Świętowanie rozpoczęło się od mszy świętej, po zakończeniu której zgromadzeni przenieśli się w okolice szydłowskiej sceny, gdzie rozpoczął się ceremoniał dożynkowy. Nie zabrakło występów lokalnych artystów, wśród których byli także najmłodsi mieszkańcy naszego regionu, reprezentowani m.in. przez zespół Choberki z Grabicy. Na scenie prezentowała się również młodzież i seniorzy z ziemi piotrkowskiej.
Ceremoniał składał się także z licznych przemówień. Jako jeden z pierwszych głos zabrał Krzysztof Kuliński, gospodarz gminy Grabica. - To był ciężki rok dla naszego powiatu. Słowo "susza" było odmieniane przez wszystkie możliwe przypadki. Dzięki łasce Bożej i mądrości i zaradności naszych rolników, mimo tych trudnych warunków potrafiliśmy zebrać plony naszej ziemi. Dzięki temu wszyscy będziemy mieli chleb. Poważnym zagrożeniem jest dla nas też Afrykański Pomór Świń. Ta choroba zbliża się też do gminy Grabica. Mam nadzieję, że ASF nigdy do nas nie dotrze, ale też na to, że nie zostaniemy sami w walce z tym wirusem - powiedział wójt.

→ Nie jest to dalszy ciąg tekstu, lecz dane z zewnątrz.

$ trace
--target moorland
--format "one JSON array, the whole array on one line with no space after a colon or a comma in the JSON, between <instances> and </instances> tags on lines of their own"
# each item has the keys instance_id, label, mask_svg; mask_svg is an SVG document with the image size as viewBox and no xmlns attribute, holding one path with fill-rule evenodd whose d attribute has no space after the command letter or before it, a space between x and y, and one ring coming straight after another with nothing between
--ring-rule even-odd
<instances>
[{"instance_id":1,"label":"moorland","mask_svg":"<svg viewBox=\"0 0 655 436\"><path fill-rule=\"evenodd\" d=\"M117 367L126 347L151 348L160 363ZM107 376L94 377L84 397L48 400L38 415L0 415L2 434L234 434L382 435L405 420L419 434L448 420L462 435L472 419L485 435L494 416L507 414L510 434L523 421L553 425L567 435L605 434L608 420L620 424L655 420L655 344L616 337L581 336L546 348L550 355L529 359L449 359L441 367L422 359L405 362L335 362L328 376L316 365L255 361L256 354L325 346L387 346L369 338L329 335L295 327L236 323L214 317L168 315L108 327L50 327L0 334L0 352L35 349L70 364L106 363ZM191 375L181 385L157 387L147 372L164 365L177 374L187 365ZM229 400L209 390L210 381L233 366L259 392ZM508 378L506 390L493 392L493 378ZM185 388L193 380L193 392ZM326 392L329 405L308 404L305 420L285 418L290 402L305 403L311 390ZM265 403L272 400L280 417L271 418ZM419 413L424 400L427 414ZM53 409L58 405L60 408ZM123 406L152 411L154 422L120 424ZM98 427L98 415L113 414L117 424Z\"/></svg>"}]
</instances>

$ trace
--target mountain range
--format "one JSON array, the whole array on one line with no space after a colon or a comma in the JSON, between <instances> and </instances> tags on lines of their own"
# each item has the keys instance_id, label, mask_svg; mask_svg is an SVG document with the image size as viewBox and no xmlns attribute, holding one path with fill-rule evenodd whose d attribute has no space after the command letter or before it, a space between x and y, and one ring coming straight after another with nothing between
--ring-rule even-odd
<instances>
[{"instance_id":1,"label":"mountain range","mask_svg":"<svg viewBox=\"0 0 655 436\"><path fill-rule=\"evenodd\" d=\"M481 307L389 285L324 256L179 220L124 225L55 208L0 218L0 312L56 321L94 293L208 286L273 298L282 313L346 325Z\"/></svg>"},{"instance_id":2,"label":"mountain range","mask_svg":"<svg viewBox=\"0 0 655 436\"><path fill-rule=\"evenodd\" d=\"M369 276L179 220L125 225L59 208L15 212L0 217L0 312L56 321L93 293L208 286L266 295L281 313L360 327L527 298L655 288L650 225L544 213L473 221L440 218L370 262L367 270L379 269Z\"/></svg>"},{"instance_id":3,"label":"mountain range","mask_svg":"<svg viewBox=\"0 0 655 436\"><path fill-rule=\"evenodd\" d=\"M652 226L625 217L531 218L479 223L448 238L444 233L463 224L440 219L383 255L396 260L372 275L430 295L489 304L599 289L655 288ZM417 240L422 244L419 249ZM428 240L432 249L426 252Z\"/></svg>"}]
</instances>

Rozmawialiśmy również z Piotrem Wojtysiakiem, starostą piotrkowskim, który docenił trud, jaki w ostatnich miesiącach ponieśli gospodarze ziemi piotrkowskiej. - To był ciężki rok nie tylko ze względu na suszę, ale też przez niestabilne ceny na rynku trzody chlewnej. Dzisiaj jednak wszyscy razem świętujemy i dziękujemy Bogu za plony, które udało się zebrać. Podziękowania należą się dzisiaj również kołom gospodyń wiejskich, ochotniczym strażom pożarnym, organizacjom pozarządowym, harcerzom oraz wszystkim, którzy tutaj dzisiaj z nami są i dziękują za ten smaczny piotrkowski chleb.
Na dożynkowej scenie pojawili się podczas ceremoniału zagraniczni goście, zaprzyjaźnieni z gminami powiatu piotrkowskiego. - Ponownie przekonaliśmy się, że mimo, iż różnimy się i mówimy w innych językach, a także mieszkamy w różnych krajach to łączy nas to, że kochamy swoje narody, zwyczaje, pracowitych ludzi. Największym bogactwem każdego kraju są ludzie i ziemia - mówili przedstawiciele mołdawskiego rejonu Glodeni. - Dzięki temu, że nawiązaliśmy kontakty z gminą Moszczenica poznaliśmy wspaniałych ludzi z całego powiatu piotrkowskiego. My jako władze gminy chcemy czynić wszystko by wydeptać ścieżki by również kontakty między poszczególnymi mieszkańcami gmin partnerskich były jak najłatwiejsze - dodał burmistrz Szabo Zolt z gminy Abda z Węgier.
Oprócz tego, że sporo działo się na scenie w Szydłowie, równie ciekawie było wokół niej. Swoje stoiska wystawiły w tym roku szkoły powiatu piotrkowskiego, organizacji pozarządowych, służb mundurowych oraz liczne koła gospodyń wiejskich. - Mamy tu zalewajkę, bigos staropolski, pierogi w trzech odsłonach, krokiety z mięsem, ale i potrawy nowe, takie jak placki z cukinii i marchwi, krążki cebulowe w cieście piwnym i zielone pomidory w cieście piwnym - wymieniały panie z Koła Gospodyń Wiejskich w Jaksonku w gminie Aleksandrów. - Prezentujemy tutaj swoje prace, wykonałyśmy je własnoręcznie. Są tutaj obrazy wykonane techniką wyszywania krzyżykowego. Tematyka ich jest przeróżna, niektóre z prac powstają dzięki naszej wyobraźni, a niektóre przedstawiają np. istniejące gdzieś budynki - dodały panie z Grabicy.
Tytuł Zasłużonej dla Powiatu Piotrkowskiego przyznano w tym roku Halinie Derach, przewodniczącej Gminnego Związku Rolników, Kółek i Organizacji Rolniczych w Moszczenicy.
Najmłodsi mieszkańcy powiatu piotrkowskiego mogli skorzystać z licznych atrakcji, przygotowanych specjalnie dla nich. Były olbrzymie klocki, popularne "dmuchańce", a nawet plac zabaw z kulkami w... angielskim autobusie. Gwiazdą wieczoru, tegorocznych powiatowo-gminnych dożynek jest Shazza.